The retrospective study had several limitations. First, the present study was conducted in a single institution with a small sample size, and therefore, a multicenter prospective randomized trial is needed. Second, most patients were still alive at the time of data collection and were followed up for a relatively short period of time and did not obtain the median OS for this study. Thus, it is necessary to explore the long-term efficacy on patients. Lastly, we did not include a control group of HCC patients with UP after TACE who received sorafenib or other forms of systemic therapies. Therefore, further comparative studies are needed to elucidate the clinical efficacy of camrelizumab in the treatment of HCC with UP.
Conclusions
The present study first reported camrelizumab in the treatment of HCC patients with UP after TACE, and the results indicated that camrelizumab has an acceptable safety profile and promising tumor control. Meanwhile, this study also demonstrated the superiority of camrelizumab–TACE verse camrelizumab monotherapy. The results of this study may prompt further prospective studies to evaluate the combination of TACE and ICIs in the treatment of HCC patients.
Footnotes
Abbreviations
Acknowledgement
The author(s) are very grateful to Ms. Tingting Qin for her help in the statistical analysis of this study.

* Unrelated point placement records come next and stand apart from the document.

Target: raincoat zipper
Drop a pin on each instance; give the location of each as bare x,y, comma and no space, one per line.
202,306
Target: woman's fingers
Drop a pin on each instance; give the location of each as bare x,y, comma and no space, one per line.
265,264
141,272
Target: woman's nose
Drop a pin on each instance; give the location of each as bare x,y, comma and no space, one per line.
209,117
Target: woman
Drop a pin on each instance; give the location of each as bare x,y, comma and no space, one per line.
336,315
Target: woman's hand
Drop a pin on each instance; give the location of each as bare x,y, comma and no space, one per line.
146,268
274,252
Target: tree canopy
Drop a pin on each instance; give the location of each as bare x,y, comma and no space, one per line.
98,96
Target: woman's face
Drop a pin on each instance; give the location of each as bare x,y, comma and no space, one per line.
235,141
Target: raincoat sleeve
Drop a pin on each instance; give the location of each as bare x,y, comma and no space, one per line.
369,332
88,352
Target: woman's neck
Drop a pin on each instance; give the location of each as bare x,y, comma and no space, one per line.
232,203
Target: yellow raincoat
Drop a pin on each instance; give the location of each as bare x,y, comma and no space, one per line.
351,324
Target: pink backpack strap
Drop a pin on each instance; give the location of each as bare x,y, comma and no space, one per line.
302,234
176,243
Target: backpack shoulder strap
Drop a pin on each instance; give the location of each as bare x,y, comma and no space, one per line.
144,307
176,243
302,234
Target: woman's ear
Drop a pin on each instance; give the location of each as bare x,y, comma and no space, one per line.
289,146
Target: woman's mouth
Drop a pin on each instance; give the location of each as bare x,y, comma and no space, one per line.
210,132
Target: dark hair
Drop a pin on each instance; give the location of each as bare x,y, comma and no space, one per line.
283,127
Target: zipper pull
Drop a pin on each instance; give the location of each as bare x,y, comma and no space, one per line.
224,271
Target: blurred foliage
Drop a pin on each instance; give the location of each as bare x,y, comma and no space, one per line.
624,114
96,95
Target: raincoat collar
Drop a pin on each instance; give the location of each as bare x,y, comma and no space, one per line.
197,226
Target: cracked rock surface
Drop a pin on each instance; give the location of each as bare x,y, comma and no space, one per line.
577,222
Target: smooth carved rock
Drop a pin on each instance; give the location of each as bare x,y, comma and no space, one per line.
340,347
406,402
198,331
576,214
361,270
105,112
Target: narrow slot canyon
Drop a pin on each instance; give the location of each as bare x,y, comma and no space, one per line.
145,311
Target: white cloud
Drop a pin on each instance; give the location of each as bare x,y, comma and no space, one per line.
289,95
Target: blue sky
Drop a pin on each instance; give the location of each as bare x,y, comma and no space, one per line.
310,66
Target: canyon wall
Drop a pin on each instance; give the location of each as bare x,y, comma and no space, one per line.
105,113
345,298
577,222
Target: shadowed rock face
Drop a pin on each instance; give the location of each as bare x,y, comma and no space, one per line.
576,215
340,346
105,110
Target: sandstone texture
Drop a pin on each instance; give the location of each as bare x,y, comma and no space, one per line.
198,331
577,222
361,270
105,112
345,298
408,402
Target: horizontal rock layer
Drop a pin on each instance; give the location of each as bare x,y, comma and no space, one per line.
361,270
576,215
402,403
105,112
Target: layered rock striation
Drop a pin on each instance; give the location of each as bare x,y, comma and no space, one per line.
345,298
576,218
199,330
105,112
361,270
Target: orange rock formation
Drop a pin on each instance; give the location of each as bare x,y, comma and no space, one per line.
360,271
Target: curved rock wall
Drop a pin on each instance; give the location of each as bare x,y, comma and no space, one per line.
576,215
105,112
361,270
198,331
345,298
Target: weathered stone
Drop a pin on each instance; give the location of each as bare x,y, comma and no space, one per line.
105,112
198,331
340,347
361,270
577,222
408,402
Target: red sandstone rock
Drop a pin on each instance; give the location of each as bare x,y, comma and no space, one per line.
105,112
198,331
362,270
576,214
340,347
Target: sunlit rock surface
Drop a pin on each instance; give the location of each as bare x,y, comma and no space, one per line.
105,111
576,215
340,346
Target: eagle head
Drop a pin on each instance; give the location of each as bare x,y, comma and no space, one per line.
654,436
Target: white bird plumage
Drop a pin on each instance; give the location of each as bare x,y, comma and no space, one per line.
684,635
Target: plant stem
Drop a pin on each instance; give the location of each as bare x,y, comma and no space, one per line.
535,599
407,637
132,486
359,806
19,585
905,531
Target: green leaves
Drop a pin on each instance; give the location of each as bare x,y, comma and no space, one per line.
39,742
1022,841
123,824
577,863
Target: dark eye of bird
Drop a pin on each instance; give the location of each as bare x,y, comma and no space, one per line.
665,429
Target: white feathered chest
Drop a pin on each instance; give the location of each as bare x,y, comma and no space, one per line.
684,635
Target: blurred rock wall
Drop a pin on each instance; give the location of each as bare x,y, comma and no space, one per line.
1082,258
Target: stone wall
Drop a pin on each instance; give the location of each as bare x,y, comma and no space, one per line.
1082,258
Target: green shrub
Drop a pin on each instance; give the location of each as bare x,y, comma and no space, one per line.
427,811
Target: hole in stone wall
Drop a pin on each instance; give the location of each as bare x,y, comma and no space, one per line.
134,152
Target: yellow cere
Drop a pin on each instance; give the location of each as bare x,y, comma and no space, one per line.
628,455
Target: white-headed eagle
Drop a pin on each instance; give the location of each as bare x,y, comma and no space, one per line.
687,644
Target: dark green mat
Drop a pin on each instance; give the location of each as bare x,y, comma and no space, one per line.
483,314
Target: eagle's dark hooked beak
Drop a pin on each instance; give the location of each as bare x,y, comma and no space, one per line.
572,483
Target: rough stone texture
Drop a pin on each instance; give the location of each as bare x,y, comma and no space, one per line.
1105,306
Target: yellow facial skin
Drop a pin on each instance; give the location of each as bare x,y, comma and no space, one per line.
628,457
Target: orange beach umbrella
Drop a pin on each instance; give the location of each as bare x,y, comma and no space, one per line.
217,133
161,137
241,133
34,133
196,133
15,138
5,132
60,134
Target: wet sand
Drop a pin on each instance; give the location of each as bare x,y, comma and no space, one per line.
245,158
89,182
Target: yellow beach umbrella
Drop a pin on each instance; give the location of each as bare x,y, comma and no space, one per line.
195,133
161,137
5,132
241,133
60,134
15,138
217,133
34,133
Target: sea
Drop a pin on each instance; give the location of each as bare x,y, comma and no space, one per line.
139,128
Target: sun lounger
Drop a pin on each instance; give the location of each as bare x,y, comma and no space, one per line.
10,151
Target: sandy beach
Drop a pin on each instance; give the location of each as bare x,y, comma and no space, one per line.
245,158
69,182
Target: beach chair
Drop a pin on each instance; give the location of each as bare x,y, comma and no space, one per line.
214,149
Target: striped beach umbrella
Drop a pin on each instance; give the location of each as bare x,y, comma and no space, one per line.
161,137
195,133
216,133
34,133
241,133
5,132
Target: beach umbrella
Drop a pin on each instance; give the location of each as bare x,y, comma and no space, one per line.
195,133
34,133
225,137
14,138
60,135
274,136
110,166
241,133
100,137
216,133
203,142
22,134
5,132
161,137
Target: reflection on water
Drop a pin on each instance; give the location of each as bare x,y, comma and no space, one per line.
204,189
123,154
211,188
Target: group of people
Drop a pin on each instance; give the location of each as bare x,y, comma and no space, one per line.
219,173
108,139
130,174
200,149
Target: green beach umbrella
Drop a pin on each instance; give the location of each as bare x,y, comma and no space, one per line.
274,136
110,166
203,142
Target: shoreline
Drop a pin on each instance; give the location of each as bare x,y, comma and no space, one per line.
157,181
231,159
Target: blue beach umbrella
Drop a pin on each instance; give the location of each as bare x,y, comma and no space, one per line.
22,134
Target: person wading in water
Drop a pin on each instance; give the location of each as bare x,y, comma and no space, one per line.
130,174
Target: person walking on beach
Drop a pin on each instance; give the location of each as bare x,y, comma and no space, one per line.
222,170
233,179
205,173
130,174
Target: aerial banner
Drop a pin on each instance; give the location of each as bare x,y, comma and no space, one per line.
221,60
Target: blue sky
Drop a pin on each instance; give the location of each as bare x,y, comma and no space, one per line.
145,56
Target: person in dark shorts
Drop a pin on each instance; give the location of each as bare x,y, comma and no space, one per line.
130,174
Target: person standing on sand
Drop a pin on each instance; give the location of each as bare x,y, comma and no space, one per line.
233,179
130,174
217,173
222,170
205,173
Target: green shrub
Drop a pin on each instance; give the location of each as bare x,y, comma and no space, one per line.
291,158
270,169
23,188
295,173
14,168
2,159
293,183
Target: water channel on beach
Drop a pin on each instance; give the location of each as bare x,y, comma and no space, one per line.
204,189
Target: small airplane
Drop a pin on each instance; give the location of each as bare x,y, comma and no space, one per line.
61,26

Declaration of Conflicting Interests
The author(s) declared no potential conflicts of interest with respect to the research, authorship, and/or publication of this article.
Funding
The authors disclosed receipt of the following financial support for the research, authorship, and/or publication of this article: This work was supported by grant from National Nature Science Foundation of China (grant numbers 81771950, 81471765, and 81873919) and Fundamental Research Funds for the Central Universities (grant number 2021yjsCXCY101).
Ethics Approval
The retrospective single-center study was conducted in accordance with the principles of the Declaration of Helsinki and all procedures performed in this study were approved by the Ethics Committee of the local hospital (approval number UHCT-IEC-SOP-016-03-01). The need of informed consent was waived by the local ethics committee and the institutional review board of the Huazhong University of Science and Technology because clinical data were analyzed retrospectively and anonymously.